Regulatory Affairs Job Opportunity for M Pharmacy Graduates at Radiometer | Apply Now
Regulatory Affairs Job opportunities are now available through Radiometer Careers, offering an excellent Pharma Job opportunity for professionals. This Regulatory Affairs Job allows candidates to work remotely in India while contributing to global healthcare innovation. If you are searching for a Pharma Job where you can manage regulatory databases, ensure compliance, and support regulatory processes in the diagnostics industry, this Regulatory Affairs Job at Radiometer could be the perfect career opportunity.
- Job Title: Regulatory Affairs Professional, Database
- Location: India
About the Company
Radiometer, one of Danaher’s 15+ operating companies, operates in life sciences, diagnostics, and biotechnology with a mission to improve global healthcare through reliable, fast, and easy patient diagnoses. The company focuses on delivering diagnostic solutions that help healthcare professionals make faster clinical decisions and improve patient outcomes.
Job Description
In this role, the Regulatory Database Professional will manage the regulatory database to ensure accurate product records, compliant registrations, and audit readiness. The role also involves maintaining validated data, archiving documentation, and providing training and support to users.
Key Responsibilities
In this Regulatory Affairs Job, you will have the opportunity to:
- Manage and keep the Regulatory database audit-ready, and maintain accurate product records.
- Handle intake of registration requests and coordinate timely follow-up actions.

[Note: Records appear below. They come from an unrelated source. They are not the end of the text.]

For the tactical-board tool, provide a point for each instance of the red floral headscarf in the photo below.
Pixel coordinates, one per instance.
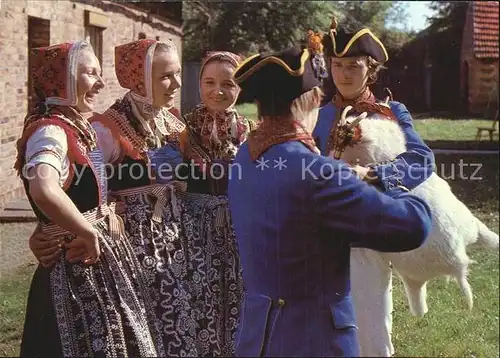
(54, 71)
(134, 63)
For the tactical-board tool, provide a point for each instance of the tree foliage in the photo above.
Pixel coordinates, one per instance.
(247, 27)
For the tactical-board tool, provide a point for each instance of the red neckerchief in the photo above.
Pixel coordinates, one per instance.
(276, 131)
(366, 102)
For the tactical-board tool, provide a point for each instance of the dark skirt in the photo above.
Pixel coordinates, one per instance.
(186, 246)
(98, 310)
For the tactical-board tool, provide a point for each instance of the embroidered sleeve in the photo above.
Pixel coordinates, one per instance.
(48, 145)
(411, 168)
(109, 146)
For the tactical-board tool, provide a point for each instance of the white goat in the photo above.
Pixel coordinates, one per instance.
(443, 254)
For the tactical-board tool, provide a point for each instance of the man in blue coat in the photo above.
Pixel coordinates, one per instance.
(355, 56)
(296, 215)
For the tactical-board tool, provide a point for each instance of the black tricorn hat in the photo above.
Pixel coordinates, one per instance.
(357, 41)
(276, 77)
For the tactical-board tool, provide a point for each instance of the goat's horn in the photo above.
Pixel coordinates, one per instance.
(357, 120)
(344, 114)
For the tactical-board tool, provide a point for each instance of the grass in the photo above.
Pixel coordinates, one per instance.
(430, 129)
(457, 129)
(447, 330)
(14, 289)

- Monitor compliance progress to ensure updates are completed on time and meet regulatory standards.
- Verify accuracy of entries and archive documentation per company and regulatory procedures.

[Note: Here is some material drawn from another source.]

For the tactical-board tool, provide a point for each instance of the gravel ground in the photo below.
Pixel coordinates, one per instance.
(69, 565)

- Provide training and ongoing assistance to ensure effective and compliant database use.
Qualifications
The essential requirements of the job include:
- Master’s degree in pharmaceutical sciences or a similar science field.
- Experience in Regulatory Affairs within the medical device or diagnostics industry.
- Proficiency in regulatory systems/tools (e.g., electronic submission platforms, document control systems).
- Familiarity with global regulatory frameworks and product registration processes within life sciences.
- Ability to interpret and apply global regulatory requirements (EU MDR, IVDR, FDA, Health Canada, PMDA, etc.)